Made in 1983 at the height of the golden age of the slasher movie, Disconnected is about a girl who meets a creepy guy at the video store where she works and they start dating. Her twin sister, who has a history of stealing boyfriends from her, makes her own move for the guy, but neither gal realizes that the dude is a serial killer who has been stalking their little town. Disconnected is a really strange movie. It’s extremely low-budget, made while director Gorman Bechard was in film school, and it looks like it. However, the cheapness is almost an asset; it has a surreal dreaminess about it, and the entire storyline is built on ambiguity, with the lines between fantasy and reality blurred beyond recognition. It’s also got a rocking soundtrack. See (and hear) Disconnected right here on YouTube.
Midnight Movie is a supernatural thriller in the disguise of a basic slasher. It’s about a psychotic movie director/actor who is confined to an insane asylum after going crazy while making his masterpiece film. He escapes and heads to a movie theater where they happen to be showing his movie to a group of kids who are ripe for the bloody plucking. At first, it does seem that this 2009 splatterfest is just going to be a typical killing-kids-in-a-theater movie, and it is, but it takes a paranormal turn when the kids find themselves trapped inside the movie itself while trying to get away from the killer. The killer is creepy as hell, too, with a crazy whole-head mask and a badass razor-sharp hand drill that he uses to filet his victims. Oh, and Brea Grant is in it, and that’s never a bad thing. Check out Midnight Movie right here on Hulu.
The Maze begins with a man breaking up with his beautiful fiancé in order to live in a Scottish castle that he inherits from his Uncle. His ex-fiancé and her aunt go looking for him, and discover that the castle – and the hedge maze that is attached to it – have changed him dramatically. The Maze was made and marketed in 1953 as one of the first 3D movies, although the technology is used more as a gimmick than a storytelling device. The Maze is a pretty well-crafted movie, and while the titular maze may not be as scary as the one from that other hedge maze movie, The Shining, the film has an ending that is just as unforgettable as the climactic chase scene in the Kubrick classic, albeit a bit more outlandish. Jump into The Maze here at DailyMotion.

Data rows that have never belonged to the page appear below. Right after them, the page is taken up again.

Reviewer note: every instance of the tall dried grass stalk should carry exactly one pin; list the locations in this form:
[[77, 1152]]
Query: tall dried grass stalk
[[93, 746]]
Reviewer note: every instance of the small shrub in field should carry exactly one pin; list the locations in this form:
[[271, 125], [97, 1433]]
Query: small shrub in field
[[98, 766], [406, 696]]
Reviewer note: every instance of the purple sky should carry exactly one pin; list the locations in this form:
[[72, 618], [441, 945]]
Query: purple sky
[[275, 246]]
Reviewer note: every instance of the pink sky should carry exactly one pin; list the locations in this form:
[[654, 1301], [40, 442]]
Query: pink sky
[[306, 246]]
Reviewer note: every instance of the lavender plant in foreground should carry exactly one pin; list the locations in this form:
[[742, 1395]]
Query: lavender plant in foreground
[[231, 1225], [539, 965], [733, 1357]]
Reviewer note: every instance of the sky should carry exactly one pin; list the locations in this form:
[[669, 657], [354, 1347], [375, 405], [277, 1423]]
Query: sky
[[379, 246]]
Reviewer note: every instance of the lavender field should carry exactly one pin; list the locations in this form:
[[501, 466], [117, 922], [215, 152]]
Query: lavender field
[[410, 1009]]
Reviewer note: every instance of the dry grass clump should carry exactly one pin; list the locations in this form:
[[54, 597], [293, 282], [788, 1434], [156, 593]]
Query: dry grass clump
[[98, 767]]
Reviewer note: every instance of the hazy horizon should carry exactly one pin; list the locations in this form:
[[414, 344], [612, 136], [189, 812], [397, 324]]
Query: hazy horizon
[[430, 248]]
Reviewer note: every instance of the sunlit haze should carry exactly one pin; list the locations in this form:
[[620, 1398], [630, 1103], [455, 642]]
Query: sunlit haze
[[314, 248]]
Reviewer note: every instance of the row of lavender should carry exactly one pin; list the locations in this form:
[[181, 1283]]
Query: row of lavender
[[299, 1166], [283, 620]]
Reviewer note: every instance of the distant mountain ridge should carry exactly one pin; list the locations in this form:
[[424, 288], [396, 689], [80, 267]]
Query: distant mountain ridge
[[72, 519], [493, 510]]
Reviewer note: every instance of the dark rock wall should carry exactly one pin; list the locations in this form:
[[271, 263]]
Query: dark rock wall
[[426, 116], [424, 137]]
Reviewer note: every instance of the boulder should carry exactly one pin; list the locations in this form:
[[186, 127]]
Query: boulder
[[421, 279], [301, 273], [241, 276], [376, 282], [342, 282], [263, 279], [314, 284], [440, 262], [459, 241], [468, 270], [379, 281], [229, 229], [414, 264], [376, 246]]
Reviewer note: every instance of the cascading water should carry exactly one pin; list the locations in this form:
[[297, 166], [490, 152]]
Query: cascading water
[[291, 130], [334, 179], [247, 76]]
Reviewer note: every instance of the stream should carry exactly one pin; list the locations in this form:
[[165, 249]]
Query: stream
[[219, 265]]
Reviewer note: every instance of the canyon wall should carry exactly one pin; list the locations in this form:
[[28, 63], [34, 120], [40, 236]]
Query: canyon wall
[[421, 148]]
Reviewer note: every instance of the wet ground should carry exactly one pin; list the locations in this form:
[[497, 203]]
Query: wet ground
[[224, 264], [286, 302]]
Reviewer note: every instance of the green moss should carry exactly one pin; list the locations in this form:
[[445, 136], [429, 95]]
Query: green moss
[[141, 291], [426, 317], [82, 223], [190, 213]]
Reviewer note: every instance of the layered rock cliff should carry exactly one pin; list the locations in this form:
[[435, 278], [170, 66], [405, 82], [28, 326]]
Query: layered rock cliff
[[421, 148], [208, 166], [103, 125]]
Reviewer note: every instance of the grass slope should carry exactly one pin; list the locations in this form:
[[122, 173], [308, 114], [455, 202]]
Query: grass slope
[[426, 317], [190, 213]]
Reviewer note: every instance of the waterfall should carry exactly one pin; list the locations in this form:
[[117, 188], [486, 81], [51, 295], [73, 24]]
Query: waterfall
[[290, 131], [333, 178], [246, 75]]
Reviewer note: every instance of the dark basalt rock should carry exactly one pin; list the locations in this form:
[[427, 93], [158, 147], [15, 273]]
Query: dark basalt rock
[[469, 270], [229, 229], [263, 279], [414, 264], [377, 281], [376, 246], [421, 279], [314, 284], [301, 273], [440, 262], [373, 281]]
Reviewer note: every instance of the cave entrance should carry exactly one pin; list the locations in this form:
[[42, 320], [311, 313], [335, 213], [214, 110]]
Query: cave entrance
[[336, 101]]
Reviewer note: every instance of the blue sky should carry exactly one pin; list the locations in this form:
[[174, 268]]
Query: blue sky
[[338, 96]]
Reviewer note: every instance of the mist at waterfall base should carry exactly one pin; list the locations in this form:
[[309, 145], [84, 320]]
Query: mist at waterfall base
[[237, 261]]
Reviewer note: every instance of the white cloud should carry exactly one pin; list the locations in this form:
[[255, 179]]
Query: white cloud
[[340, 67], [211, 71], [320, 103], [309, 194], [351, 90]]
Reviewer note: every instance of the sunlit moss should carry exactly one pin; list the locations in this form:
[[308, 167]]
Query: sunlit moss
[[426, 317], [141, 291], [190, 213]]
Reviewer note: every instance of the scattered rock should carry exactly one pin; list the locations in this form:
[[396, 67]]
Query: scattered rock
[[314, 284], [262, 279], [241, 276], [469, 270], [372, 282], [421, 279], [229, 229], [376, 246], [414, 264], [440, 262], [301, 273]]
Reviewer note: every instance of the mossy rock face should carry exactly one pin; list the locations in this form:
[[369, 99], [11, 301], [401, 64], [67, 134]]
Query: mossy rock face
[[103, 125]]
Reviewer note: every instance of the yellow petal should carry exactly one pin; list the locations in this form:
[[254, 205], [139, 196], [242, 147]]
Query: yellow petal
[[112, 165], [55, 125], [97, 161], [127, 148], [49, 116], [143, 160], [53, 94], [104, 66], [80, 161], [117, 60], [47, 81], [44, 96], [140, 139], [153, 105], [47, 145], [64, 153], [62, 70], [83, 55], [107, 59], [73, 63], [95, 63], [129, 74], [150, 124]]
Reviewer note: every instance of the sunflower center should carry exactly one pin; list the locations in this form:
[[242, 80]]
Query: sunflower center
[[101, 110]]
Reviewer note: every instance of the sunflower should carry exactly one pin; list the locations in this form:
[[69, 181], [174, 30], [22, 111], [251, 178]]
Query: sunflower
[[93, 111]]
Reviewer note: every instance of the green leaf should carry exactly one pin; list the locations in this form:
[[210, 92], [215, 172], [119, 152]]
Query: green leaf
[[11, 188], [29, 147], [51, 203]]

What Ever Happened to Baby Jane?
In 1962, Bette Davis and Joan Crawford teamed up to creep the hell out of the world in the classic What Ever Happened to Baby Jane? Well, this is not that movie. Instead, this is a 1991 TV Movie remake of it. Both movies are about a now-crippled former child star who is holed up in her Hollywood mansion and tormented by her sister. The sisters, played by Davis and Crawford in the original, are portrayed by real-life sisters Vanessa and Lynn Redgrave in the remake. Now, the remake is obviously not as good as the Davis/Crawford version, but it is worth a watch, if only to see the Redgraves onscreen together in all their creepy, campy glory. You can watch the nineties version of What Ever Happened to Baby Jane? here on YouTube.